OK,thanks for that,I`ll give them a ring.Just wanted to go and have a look at what cars they had in stock.


----------



## twerly (Apr 14, 2011)

I am seeing a possible link here. Are all these cars 09 and coming to the end of the warranty period. I have an 09 and thinking of this next time at Litchfields. I think Iain is going to be very very busy this year.


----------



## sw20GTS (Jul 29, 2010)

I have 8 months left on warranty but already itching for that Stage 1


----------



## fozi.g (Sep 3, 2007)

sw20GTS said:


> I have 8 months left on warranty but already itching for that Stage 1


A stage 1 won't affect your warranty so why not get it done?


----------



## *MrB* (Dec 2, 2009)

twerly said:


> I am seeing a possible link here. Are all these cars 09 and coming to the end of the warranty period. I have an 09 and thinking of this next time at Litchfields. I think Iain is going to be very very busy this year.


Iain is already busy, a lot of us already use him for servicing whilst still in the warranty period.

You don't need to use the HPC :thumbsup:


----------



## sw20GTS (Jul 29, 2010)

fozi.g said:


> A stage 1 won't affect your warranty so why not get it done?


Hmm... my HPC says otherwise  As Stage 1 includes a remap that will void warranty relating to drivetrain.


----------



## *MrB* (Dec 2, 2009)

Find another HPC :thumbsup:


----------



## fozi.g (Sep 3, 2007)

sw20GTS said:


> Hmm... my HPC says otherwise  As Stage 1 includes a remap that will void warranty relating to drivetrain.


It will only affect your warranty if the upgrades done cause the failure to your car. The gearbox on our cars can easily handle up to 600bhp so putting another 50-60 odd horses through it via a stage 1 won't worry it at all. 

I've got a stage 1 done a month back and am getting my bell housing done through my local HPC on Monday all under warranty and with them knowing what's been done to the car.


----------



## sw20GTS (Jul 29, 2010)

fozi.g said:


> It will only affect your warranty if the upgrades done cause the failure to your car. The gearbox on our cars can easily handle up to 600bhp so putting another 50-60 odd horses through it via a stage 1 won't worry it at all.
> 
> I've got a stage 1 done a month back and am getting my bell housing done through my local HPC on Monday all under warranty and with them knowing what's been done to the car.

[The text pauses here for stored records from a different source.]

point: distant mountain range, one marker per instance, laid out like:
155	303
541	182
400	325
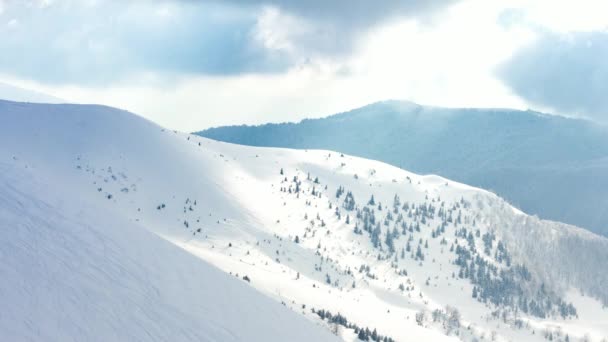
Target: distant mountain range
113	229
552	166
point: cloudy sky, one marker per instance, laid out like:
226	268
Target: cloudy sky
192	64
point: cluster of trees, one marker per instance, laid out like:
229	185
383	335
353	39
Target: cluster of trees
363	334
510	286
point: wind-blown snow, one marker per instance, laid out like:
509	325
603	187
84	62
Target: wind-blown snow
132	212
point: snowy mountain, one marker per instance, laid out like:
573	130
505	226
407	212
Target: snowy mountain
114	220
548	165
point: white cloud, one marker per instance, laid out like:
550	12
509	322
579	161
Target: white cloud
450	59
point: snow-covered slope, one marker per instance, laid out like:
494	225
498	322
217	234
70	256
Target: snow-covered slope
300	226
73	270
12	93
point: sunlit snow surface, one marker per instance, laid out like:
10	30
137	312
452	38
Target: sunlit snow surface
95	203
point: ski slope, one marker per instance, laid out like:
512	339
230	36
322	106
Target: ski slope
72	270
132	213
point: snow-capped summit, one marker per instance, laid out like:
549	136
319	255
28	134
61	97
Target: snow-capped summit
98	201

Ah ok... bell housing already done on my GTR but when I last asked about mods it was mentioned that y pipes are ok but any ECU remaps could potentially void warranty


----------



## fozi.g (Sep 3, 2007)

Have to agree with Mr B then......find another HPC. I can see where there coming from. If any cars mapped incorrectly then it could have catastrophic results but the amount of cars that have been mapped safely by Litchfields and the number of warranty claims made even after these upgrades should give you an indication that HPC's have realised that a stage 1 will not make a car fall out of warranty.


----------



## Protegimus (Aug 31, 2011)

Well Nissan effectively stage 1'd the 2011 R35, so if it's good enough for them...


----------



## charles charlie (May 3, 2008)

sw20GTS said:


> Ah ok... bell housing already done on my GTR but when I last asked about mods it was mentioned that y pipes are ok but any ECU remaps could potentially void warranty


Custom tune on mine with intakes/exhaust, TCM flash too, around 600 horses and bellhousing/turbo coolant leak all done under warranty.

HPCs talk utter bollox.

We've been down this warranty discussion road 3.56 million times in 3 years and the answer is that Nissan have been pretty fair for the vast majority of warranty claims on modded cars.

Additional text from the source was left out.